Steamer-I2V, as an industry-leading image-to-video (I2V) generation model, is specifically optimized for precise visual control, high-definition quality, and Chinese semantic understanding. It converts static images into temporally coherent and visually compelling dynamic videos. Recognized for exceptional controllability and generation fidelity, the model has claimed the top position in comprehensive image-to-video evaluation on VBench, an authoritative international video generation evaluation benchmark, demonstrating cutting-edge technical capabilities.

  1. Fine-grained Video Structured Description Language for Pixel-level Control and Cinematic Composition
    Steamer-I2V employs a meticulously structured design for shooting perspectives and video descriptions, ensuring strict adherence to visual details, object motion trajectories, style attributes, and cinematography. This enables precise control over complex content generation and instruction compliance. The model supports multimodal conditional inputs—including Chinese text prompts, reference images, and guidance signals—to maintain alignment with specific creative visions or functional requirements.
  2. Model Ensemble Optimization Strategy for HD Quality and Cinematic Dynamics
    Leveraging advanced generative methods and Transformer-based diffusion architecture, the model produces high-definition videos up to 1080P resolution with smooth transitions and physically realistic motion patterns. Steamer-I2V implements a model ensemble optimization strategy specifically enhancing temporal consistency, cinematic framing, and motion regularity, ensuring exceptional logical coherence and visual continuity across video sequences.
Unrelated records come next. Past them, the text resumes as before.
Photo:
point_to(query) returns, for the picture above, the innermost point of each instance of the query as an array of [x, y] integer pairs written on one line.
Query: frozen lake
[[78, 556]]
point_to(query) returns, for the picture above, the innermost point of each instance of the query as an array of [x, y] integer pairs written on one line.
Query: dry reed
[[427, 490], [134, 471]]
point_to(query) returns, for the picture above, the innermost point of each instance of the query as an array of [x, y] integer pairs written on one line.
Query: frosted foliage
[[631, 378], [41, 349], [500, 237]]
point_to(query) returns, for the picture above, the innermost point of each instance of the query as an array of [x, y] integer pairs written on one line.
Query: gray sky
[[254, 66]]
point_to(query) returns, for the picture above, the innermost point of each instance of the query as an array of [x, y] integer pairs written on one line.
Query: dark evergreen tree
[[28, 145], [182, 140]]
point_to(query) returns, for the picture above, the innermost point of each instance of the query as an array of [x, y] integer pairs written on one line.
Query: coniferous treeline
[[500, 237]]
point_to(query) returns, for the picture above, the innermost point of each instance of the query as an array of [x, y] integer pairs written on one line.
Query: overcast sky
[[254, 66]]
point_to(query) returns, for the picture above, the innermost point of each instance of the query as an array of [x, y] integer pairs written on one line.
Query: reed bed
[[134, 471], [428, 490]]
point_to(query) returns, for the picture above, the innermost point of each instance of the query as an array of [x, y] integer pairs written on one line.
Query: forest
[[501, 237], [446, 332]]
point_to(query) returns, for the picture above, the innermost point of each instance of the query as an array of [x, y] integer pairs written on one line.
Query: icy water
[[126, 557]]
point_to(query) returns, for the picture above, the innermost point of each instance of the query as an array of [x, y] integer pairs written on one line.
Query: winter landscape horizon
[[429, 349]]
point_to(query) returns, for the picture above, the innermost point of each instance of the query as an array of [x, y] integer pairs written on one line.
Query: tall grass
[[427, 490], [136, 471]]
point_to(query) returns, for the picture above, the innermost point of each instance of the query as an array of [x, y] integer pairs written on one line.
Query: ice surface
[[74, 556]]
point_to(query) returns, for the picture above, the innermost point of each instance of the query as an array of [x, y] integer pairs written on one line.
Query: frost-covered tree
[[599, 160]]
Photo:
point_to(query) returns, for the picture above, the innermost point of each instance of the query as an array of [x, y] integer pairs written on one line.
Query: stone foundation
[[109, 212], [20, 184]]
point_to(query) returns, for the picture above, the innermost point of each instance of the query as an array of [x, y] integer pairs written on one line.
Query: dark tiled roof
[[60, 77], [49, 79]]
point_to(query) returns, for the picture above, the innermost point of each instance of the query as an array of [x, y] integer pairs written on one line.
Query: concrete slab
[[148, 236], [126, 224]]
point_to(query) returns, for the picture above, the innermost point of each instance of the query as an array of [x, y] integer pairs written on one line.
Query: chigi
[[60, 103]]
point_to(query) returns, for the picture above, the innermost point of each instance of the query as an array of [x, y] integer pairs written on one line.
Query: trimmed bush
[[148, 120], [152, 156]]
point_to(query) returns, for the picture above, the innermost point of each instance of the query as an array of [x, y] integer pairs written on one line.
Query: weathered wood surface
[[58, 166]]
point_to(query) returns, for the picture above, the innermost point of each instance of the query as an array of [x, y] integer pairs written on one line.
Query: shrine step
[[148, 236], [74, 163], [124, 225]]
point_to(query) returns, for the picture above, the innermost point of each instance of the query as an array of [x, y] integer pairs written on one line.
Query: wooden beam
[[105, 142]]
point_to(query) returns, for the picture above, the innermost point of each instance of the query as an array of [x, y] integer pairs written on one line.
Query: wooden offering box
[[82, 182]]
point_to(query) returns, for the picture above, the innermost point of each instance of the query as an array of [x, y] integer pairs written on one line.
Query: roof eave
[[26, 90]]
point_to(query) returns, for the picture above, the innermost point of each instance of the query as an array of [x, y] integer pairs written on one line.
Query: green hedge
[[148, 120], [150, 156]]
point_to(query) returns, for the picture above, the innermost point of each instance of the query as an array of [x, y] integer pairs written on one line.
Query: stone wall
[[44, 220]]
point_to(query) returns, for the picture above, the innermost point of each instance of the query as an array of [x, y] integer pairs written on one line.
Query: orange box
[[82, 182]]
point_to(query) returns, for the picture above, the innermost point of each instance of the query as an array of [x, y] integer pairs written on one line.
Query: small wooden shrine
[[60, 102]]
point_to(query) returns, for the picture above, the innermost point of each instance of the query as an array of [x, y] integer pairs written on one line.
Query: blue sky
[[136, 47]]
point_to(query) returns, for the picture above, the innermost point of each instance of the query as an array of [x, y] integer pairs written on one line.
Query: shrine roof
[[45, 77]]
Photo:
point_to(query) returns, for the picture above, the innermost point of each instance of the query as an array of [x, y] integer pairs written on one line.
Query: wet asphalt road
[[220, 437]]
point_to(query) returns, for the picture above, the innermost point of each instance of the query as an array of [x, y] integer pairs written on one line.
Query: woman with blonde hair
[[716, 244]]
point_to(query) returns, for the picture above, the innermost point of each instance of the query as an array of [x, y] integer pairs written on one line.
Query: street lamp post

    • Multi-stage Supervised Training: Progressive supervised fine-tuning (SFT) from low to high resolutions and frame rates enables gradual learning from macro-control to detailed refinement.
    • Aesthetic Conditional Fine-tuning: Through conditional fine-tuning (CFT), the model develops an intrinsic understanding of video aesthetics beyond superficial imitation.
    • Multi-objective Reinforcement Learning: Combines human global feedback with multi-dimensional quality metrics for preference alignment optimization, progressively enhancing precision from macro to micro levels.
    • Prompt Enhancement Technology: A multimodal large model analyzes input images to augment original prompts, predicting temporal evolutions of scenes/objects in video frames—including actions, motion trajectories, and state transitions.
  3. Accurate Chinese Semantic Comprehension
    Steamer-I2V utilizes a hundred-million-scale Chinese multimodal training database processed through a three-tier "filter-purify-proportion" data optimization system. This rigorous data cleansing mechanism ensures precise semantic alignment between textual instructions and visual elements, empowering the model with professional-level Chinese concept parsing capabilities. It effectively captures culture-specific elements and complex semantic relationships, significantly improving visual translation accuracy for Chinese creative instructions.